Caveolin-1 Signaling in Lung Fibrosis
Elena Tourkina , Stanley Hoffman*
Identifiers and Pagination:Year: 2012
Issue: Suppl 1
First Page: 116
Last Page: 122
Publisher ID: TORJ-6-116
Article History:Received Date: 3/3/2012
Revision Received Date: 27/3/2012
Acceptance Date: 4/4/2012
Electronic publication date: 15/6/2012
Collection year: 2012
open-access license: This is an open access article licensed under the terms of the Creative Commons Attribution Non-Commercial License (http://creativecommons.org/licenses/by-nc/3.0/) which permits unrestricted, non-commercial use, distribution and reproduction in any medium, provided the work is properly cited.
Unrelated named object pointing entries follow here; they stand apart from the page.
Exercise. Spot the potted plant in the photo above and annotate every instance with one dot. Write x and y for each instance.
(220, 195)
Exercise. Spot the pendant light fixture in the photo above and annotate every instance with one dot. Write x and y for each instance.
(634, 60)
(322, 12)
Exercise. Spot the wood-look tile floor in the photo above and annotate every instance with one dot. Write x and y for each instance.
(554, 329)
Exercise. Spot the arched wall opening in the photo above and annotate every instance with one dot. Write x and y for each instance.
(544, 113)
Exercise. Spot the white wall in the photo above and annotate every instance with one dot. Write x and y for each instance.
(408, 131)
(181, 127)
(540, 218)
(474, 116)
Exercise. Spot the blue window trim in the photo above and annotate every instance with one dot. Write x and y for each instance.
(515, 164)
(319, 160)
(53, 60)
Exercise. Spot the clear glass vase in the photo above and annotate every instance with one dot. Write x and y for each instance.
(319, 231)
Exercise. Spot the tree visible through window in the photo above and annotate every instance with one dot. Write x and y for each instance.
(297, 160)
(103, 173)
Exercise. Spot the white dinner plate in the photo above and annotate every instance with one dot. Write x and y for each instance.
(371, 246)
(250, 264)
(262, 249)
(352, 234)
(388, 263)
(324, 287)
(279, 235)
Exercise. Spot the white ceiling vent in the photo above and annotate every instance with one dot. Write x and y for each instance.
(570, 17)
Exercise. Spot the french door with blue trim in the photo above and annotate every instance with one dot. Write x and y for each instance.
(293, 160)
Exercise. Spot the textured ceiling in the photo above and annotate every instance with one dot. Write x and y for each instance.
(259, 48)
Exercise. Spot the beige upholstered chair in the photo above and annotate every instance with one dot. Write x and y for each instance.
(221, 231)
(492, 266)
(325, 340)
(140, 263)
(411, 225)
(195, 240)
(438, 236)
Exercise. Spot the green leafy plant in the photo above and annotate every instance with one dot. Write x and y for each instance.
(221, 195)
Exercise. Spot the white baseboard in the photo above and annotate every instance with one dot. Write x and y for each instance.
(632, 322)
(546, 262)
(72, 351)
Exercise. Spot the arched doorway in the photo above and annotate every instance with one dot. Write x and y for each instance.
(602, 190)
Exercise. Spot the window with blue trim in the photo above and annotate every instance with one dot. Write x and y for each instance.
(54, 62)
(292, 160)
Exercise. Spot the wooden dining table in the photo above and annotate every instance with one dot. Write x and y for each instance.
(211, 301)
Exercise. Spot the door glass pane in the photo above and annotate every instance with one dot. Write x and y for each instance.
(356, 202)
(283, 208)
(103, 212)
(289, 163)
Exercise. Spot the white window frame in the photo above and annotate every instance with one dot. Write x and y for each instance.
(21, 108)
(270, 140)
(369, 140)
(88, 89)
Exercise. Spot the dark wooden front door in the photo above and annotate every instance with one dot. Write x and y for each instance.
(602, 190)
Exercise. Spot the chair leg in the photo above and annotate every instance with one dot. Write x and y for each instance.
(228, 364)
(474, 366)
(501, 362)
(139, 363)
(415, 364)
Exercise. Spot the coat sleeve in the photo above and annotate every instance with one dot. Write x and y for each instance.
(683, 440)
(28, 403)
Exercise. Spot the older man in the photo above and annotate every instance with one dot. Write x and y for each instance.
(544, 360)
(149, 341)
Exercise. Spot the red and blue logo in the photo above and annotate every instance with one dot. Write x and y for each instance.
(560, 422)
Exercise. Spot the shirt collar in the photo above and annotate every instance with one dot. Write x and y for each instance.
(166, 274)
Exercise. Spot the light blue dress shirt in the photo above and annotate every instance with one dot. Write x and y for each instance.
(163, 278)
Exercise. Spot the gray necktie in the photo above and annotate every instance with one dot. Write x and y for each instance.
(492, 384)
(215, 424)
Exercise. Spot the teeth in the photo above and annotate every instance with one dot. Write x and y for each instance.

Caveolin-1 is a master regulator of several signaling cascades because it is able to bind to and thereby inhibit members of a variety of kinase families. While associated with caveolae and involved in their generation, caveolin-1 is also present at other sites. A variety of studies have suggested that caveolin-1 may be a useful therapeutic target in fibrotic diseases of the lung and other tissues because in these diseases a low level of caveolin-1 expression is associated with a high level of collagen expression and fibrosis. Reduced caveolin-1 expression is observed not only in the fibroblasts that secrete collagen, but also in epithelial cells and monocytes. This is intriguing because both epithelial cells and monocytes have been suggested to be precursors of fibroblasts. Likely downstream effects of loss of caveolin-1 in fibrosis include activation of TGF-β signaling and upregulation of CXCR4 in monocytes resulting in their enhanced migration into damaged tissue where its ligand CXCL12 is produced. Finally, it may be possible to target caveolin-1 in fibrotic diseases without the use of gene therapy. A caveolin-1 peptide (caveolin-1 scaffolding domain) has been identified that retains the function of the full-length molecule to inhibit kinases and that can be modified by addition of the Antennapedia internalization sequence to allow it to enter cells both in vitro and in vivo.